The statements, opinions and data contained in the content published in Global Gas Perspectives are solely those of the individual authors and contributors and not of the publisher and the editor(s) of Natural Gas World.

This is an excerpt of an article by the Baker Institute, also published by Forbes on July 5, 2017.

Can US shale gas support domestic manufacturing expansion while increasing U.S. LNG exports? In recent months several industrial users of natural gas and some politicians in natural gas consuming states have questioned the open, free market approach to LNG trade taken by the Obama administration. They argue that unrestricted US LNG exports may hurt U.S. domestic users of natural gas, including both industry and retail consumers. These concerns are not unique to the US. In fact, the same reasons have been behind Australia’s decision to enact a regulatory measure that allows restrictions on LNG exports in case domestic market natural gas shortages emerge.

This is happening as the new U.S. administration is taking its first steps to define its position toward the country’s role in the world LNG market, while reassuring the public about its strong commitment to increasing US manufacturing output and jobs. 

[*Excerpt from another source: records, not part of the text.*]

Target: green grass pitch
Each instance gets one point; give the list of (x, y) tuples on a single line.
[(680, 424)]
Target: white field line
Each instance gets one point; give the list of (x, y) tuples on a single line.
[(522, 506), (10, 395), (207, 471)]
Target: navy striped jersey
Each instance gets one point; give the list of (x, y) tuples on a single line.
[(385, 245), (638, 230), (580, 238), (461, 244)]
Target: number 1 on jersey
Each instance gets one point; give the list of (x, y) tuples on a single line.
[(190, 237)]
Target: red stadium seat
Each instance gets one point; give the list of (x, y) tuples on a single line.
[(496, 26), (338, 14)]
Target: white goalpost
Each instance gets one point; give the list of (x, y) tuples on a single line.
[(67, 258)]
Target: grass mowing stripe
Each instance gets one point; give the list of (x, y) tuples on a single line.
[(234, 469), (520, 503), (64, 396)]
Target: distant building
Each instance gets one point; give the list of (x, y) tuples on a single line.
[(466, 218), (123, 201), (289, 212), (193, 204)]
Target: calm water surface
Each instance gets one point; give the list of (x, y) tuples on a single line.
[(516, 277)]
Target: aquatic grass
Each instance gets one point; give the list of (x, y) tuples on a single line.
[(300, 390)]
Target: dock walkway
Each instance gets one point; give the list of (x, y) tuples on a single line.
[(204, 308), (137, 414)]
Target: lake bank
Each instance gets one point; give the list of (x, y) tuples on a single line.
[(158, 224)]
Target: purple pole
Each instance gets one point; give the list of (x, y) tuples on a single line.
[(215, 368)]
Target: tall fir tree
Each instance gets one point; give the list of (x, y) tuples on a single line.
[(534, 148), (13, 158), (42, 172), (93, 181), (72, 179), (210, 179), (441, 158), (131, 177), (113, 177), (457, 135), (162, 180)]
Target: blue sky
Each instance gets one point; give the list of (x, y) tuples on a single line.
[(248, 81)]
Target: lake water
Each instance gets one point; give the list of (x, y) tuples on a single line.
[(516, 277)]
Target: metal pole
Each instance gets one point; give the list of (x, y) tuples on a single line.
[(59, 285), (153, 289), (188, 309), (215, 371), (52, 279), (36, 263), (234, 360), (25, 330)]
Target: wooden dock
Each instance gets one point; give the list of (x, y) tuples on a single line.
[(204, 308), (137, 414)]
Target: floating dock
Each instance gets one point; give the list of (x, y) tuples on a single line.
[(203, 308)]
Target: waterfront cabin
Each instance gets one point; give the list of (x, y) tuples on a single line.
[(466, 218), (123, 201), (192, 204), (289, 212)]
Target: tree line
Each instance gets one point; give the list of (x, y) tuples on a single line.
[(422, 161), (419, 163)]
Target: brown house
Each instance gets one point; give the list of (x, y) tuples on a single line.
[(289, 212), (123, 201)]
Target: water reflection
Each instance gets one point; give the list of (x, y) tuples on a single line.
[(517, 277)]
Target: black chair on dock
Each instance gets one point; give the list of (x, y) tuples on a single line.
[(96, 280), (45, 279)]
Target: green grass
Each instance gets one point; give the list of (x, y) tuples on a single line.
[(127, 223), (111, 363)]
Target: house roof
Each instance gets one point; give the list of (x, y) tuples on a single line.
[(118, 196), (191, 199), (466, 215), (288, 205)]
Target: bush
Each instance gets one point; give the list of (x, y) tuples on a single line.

In this post, we evaluate whether the United States should follow the Australian example out of concern that a commitment to free trade in LNG could derail its efforts to support American workers and American industry. Our analysis indicates that limiting LNG exports from the U.S. is not an effective tool to ensure health of the country’s manufacturing sector and the administration should steer away from such measures.

Will U.S. LNG Exports Result in Domestic Natural Gas Shortages? 

Before we move to the U.S. case, it is important to underline that, for the reasons we detailed in our post on Australia’s LNG policies, any effects of restricting LNG exports in that country are limited, short-lived and, in a long-term damaging to Australia’s natural gas industry and economy. Ultimately, the policy neither addresses nor improves the issue of natural gas shortages that emerge in the Eastern and Southern provinces.

We believe that any analogous policy applied in the U.S. would be missing the mark even more profoundly given the differences between the U.S. and the Australian natural gas markets.

To start, the shale revolution in the US, which is still very much in its infancy, is leading to an upward reassessment of the US natural gas resource base. And the constant reductions in the cost of development lead to downward pressure on US natural gas prices and greater gas availability for both, domestic use and exports.

In addition, per EIA 2017 Energy Outlook, U.S. LNG exports (net) are expected (in a base case) to absorb only around 10-12% of the total U.S. natural gas production over the next decade or so. This is far below the 50% of Australia’s natural gas that is exported today or the 2/3 or so forecasted for the 2030s. And even if LNG exports were to double over what EIA forecasted, US natural gas production (and imports from Canada) would also increase such that even 20 bcfd of LNG exports would represent only between 20-25 % of US production (2015 DOE Study, tables: D-28 through D-30 and D-46 though D-28).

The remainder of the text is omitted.